Der Peterson-Algorithmus (nach Larry Peterson) ist eine vollständige Lösung des Problems des wechselseitigen Ausschlusses (Mutex) in der dezentralen Steuerung von Prozessen (Prozessynchronisation). Er gewährleistet, dass stets nur ein Prozess in einen kritischen Abschnitt gelangen kann (Sequentialisierung). In der hier beschriebenen Form kann er aber nur 2 Prozesse wechselseitig ausschließen.

Schema

Der Algorithmus kann mit folgendem Pseudo-C-Code schematisch beschrieben werden:

// globale Variablendeklaration
boolean flag0 = false, flag1 = false;
int turn;
 
// Prozess #0
// ...
flag0 = true;
turn = 1;
while (flag1 && (turn == 1)) {} // busy waiting
// <kritischer Abschnitt>
flag0 = false;
// ...
 
// Prozess #1
// ...
flag1 = true;
turn = 0;
while (flag0 && (turn == 0)) {} // busy waiting
// <kritischer Abschnitt>
flag1 = false;
// ...

Funktionsweise

Wenn Prozess #0 als erster startet, setzt er flag0 auf true, anschließend turn auf 1. Da flag1 mit false initialisiert ist, wird die Bedingung der while-Schleife nicht erfüllt und Prozess #0 gelangt in den kritischen Abschnitt.

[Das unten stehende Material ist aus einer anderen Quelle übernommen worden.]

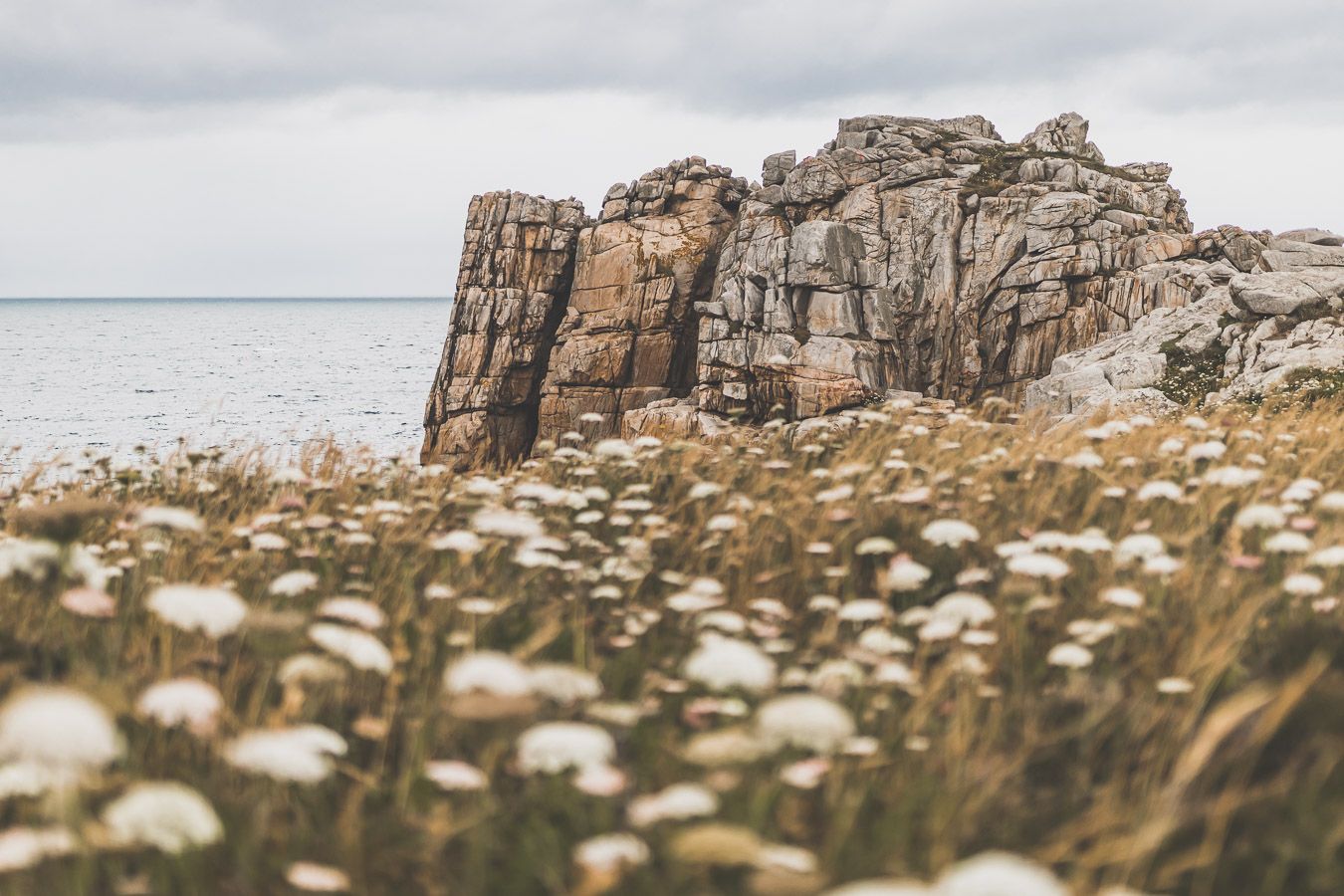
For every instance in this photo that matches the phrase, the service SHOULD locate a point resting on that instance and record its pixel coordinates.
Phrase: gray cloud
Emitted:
(764, 55)
(330, 146)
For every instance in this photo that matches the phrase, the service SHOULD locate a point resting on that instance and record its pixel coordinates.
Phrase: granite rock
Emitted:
(907, 254)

Wird währenddessen Prozess #1 gestartet, setzt dieser flag1 auf true und turn auf 0. flag0 ist vorher bereits von Prozess #0 auf true gesetzt worden. Damit ist die Bedingung für die while-Schleife von Prozess #1 erfüllt, so dass dieser warten muss. Erst, wenn Prozess #0 den kritischen Abschnitt verlässt, wird flag0 false, und Prozess #1 gelangt in seinen kritischen Abschnitt.

Wird Prozess #0 indessen neu gestartet, setzt er turn wieder auf 1 und muss warten, bis Prozess #1 seinen kritischen Abschnitt verlassen hat.

Bedeutung

Der Peterson-Algorithmus ist simpler als der Dekker-Algorithmus, der das Problem des wechselseitigen Ausschlusses ebenfalls löst. Dennoch erbt er den bedeutenden Nachteil der dezentralen Steuerung: Wartende Prozesse geben den Prozessor nicht ab, sondern beanspruchen ihn durch Busy waiting.

Es ist möglich, den Peterson-Algorithmus zu verallgemeinern, so dass das Problem des wechselseitigen Ausschlusses von n parallelen Prozessen gelöst werden kann.